Dun & Bradstreet do this. They charge money because it's really hard. There's no "standard" solution. It's mostly a painful choice between a service like D&B or roll your own.
As a start, I'd probably do a word-indexed search. That would mean two stages:
Offline stage: Generate an index of all the addresses by their keywords. For example, "Company", "A" and "123" would all become an keywords for the address you provided above. You could do some stemming, which would mean for words like "street" you'd also add a word "st" into its index.

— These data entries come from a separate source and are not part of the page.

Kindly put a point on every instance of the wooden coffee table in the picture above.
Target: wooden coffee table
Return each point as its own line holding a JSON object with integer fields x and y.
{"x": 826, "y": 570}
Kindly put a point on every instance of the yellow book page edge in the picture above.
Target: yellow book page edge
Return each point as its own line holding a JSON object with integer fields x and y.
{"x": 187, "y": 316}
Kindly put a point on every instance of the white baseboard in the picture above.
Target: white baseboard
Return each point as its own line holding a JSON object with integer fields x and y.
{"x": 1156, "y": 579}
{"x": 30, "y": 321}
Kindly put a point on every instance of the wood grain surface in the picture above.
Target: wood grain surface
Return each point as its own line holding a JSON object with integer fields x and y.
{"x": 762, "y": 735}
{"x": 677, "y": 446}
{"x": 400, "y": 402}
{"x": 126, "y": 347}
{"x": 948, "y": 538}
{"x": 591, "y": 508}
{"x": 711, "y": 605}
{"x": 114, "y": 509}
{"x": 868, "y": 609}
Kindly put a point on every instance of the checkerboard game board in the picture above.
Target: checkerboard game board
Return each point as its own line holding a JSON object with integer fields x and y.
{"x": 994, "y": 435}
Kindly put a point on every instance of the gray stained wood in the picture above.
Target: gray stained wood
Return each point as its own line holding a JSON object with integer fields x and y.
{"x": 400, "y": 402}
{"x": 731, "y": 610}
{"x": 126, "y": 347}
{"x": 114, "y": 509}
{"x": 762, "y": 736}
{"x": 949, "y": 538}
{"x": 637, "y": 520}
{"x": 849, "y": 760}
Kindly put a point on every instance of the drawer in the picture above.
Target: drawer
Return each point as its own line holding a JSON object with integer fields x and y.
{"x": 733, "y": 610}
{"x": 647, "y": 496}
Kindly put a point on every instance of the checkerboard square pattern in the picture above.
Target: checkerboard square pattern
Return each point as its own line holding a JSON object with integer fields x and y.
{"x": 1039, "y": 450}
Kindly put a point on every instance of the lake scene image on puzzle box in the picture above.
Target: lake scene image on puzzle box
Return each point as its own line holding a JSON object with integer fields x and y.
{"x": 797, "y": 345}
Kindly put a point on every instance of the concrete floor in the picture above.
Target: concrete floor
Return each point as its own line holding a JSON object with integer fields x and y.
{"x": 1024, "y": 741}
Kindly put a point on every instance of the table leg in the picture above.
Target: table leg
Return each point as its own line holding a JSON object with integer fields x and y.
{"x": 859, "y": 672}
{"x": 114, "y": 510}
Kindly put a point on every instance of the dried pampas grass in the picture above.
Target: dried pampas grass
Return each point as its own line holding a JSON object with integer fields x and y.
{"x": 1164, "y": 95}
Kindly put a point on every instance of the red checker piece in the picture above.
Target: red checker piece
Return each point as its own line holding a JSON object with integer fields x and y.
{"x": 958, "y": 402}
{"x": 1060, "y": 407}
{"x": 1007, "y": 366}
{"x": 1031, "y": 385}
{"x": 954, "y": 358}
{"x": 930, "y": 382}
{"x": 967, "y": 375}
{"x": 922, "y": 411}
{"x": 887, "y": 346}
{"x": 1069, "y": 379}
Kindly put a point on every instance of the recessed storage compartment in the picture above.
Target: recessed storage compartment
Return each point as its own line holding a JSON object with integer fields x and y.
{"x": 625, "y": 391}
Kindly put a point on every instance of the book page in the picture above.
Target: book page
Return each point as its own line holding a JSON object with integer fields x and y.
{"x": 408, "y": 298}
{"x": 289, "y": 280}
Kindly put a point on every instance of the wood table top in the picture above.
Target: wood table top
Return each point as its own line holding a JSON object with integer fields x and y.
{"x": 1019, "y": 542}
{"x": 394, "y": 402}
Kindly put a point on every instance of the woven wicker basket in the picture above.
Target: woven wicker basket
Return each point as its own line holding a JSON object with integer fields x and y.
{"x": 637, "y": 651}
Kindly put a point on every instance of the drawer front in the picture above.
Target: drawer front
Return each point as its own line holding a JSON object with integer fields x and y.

Online stage: The user gives you a search query. Break down the search query into all its keywords, and find all possible matches of each keyword in the database. Tally the number of matched keywords on each address. Then sort the results by the number of matched keywords. This should be able to be done quite quickly if there aren't too many matches, as its just a few sorted list merges and increments, followed finally by a sort.
Given that you know the domain of your problem, you could specialise the algorithm to use knowledge about the domain - for example the zip code filtering mentioned before.
Also just to enable me to provide you with a better answer, are you using an SQL database at all? I ask because the way I would do it is I'd store the keyword index in the SQL database, and then the SQL query to search by keyword becomes quite easy, since the database does all the work.
Maybe instead of using Levenshtein for the name only, it could be useful when used with the entire string representation of a contact. For instance, the distance of your first example to the second is 7 and to the third 9. Considering the strings have lengths 54, 50 and 45, this seems to be a relatively useful and quite simple similarity measure.
This is what I would do. I am not aware of algorithms, so I just use what makes sense.
I am assuming that the person would provide name, street address, city name, state name, and zipcode.
If the zipcode is provided in 9 numbers, or has a hyphen, I would strip it down to 5 numbers. I would search the database for all of the addresses that has that zipcode.[query 1]
Then I would compare the state letter with the one from the database. If it's not a match, then I would tell that to the user. Same goes for the city name.
From what I understand, a street name is not in numbers, only the house on a street had numbers in it. Further more, the house number is usually at the beginning unless it is house or suite number.
So I would do regex to search for the numbers and the next space or comma next to it. Then find position of the first word that does not has a period(.) or ends in comma. I have part of the street name, so I could do a comparison against the rows fetched earlier, or I would change the query to have the street name LIKE %streetName%.
I am guessing the database has a beginning number and ending number of the house on a block. I would check against that street row to see if the provided street number is on that street.
By now you would know the correct data to show, and could look up in a different table as to which name is associated with that house number. I am not sure why you want to compare it. Only use for name comparing would be if you want to find people whose address was not provided. You can look here for comparing string ways Similar String algorithm
If you can reliably figure out general structure of each address (perhaps by the suggestions in the other answers), your best bet would be to run the data through a USPS-certified (meaning: the results are reliable, accurate, and conform to federal standards) address verification service.
#RyanDelucchi, it is a fun problem, but only once you've solved it. So, #SteveBering, I would recommend submitting your list of contacts to a list processing service which will flag duplicates based on the address -- according to USPS guidelines.
Since I work in the address verification field, I would suggest SmartyStreets (which I work for) since it will deliver the most value to your specific need -- however, there are a few CASS-Certified vendors who will do basically similar things.